The defence team also agreed with the state that the matter proceeds to trial even when the High Court has not responded to their application challenging the legality of the accused’s placement on remand.
The mayor and his team are on a $20 bail each.
Masunda and the eight councillors are being charged with criminal defamation following the exposure of improper land deals in The Standard newspaper whose source the state charges is a document that the council officials allegedly leaked to the newspaper.
The 54-page report named Local Government Minister Ignatius Chombo, flamboyant business magnate Philip Chiyangwa and other senior council officials as having illegally grabbed council land.
The case took a twist when Chiyangwa quickly reported the council probe team to the police after local and international media carried stories exposing the alleged unscrupulous deals.
Five journalists have been roped in the case after they were summoned to testify against the mayor.
Vincent Kahiya, the editor-in-chief of the Zimbabwe Independent Group of newspapers that publishes The Standard and Nevanji Madanhire, Editor of the Standard are, together with reporters Feluna Nleya, Jennifer Dube and freelance journalist Stanley Gama, expected in the dock in June.
Acting Mayor Charity Bango made a counter report to the police, asking them to investigate Chiyangwa and Chombo on the findings of the council probe team that found them guilty of massive land theft.
Up to now no investigations have commenced. A policeman tasked with investigating the case told NewsDay at the courthouse on Wednesday that police were finding it difficult to kick-start investigations because the council case appeared to be vague.
Detective Inspector Elliot Muchada said what made the issue more curious was the fact that although it is the mayor who appears to be the complainant, Mayor Masunda himself seemed detached from the case. Muchada said it appeared council wanted to push the case whenever Masunda was out of the country and growing cold feet upon his return.
The police officer also said the 54-page document provided as evidence by council was too broad and police need to have it trimmed and specific issues linking the accused persons brought to the fore.
The damning report compiled by the council team recommended that Chiyangwa and Chombo together with other implicated personnel be arrested and have the land confiscated.
The lackadaisical approach that the police were apparently treating the case has raised fears by the council and the MDC-T party that the report might be swept under the carpet.
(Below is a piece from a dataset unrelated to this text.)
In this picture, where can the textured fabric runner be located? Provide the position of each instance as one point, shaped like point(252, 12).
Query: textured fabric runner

Last month, Prime Minister Morgan Tsvangirai said he had taken the matter up with President Robert Mugabe – signalling how politically sensitive the case had become. The PM warned that heads would roll if anybody was found on the wrong side of the law.
But, given the apparent powerlessness that Tsvangirai has shown in the inclusive government, chances of him getting Chiyangwa (Mugabe’s nephew) and Chombo (Mugabe’s close confidante, friend and homeboy) nailed are very remote.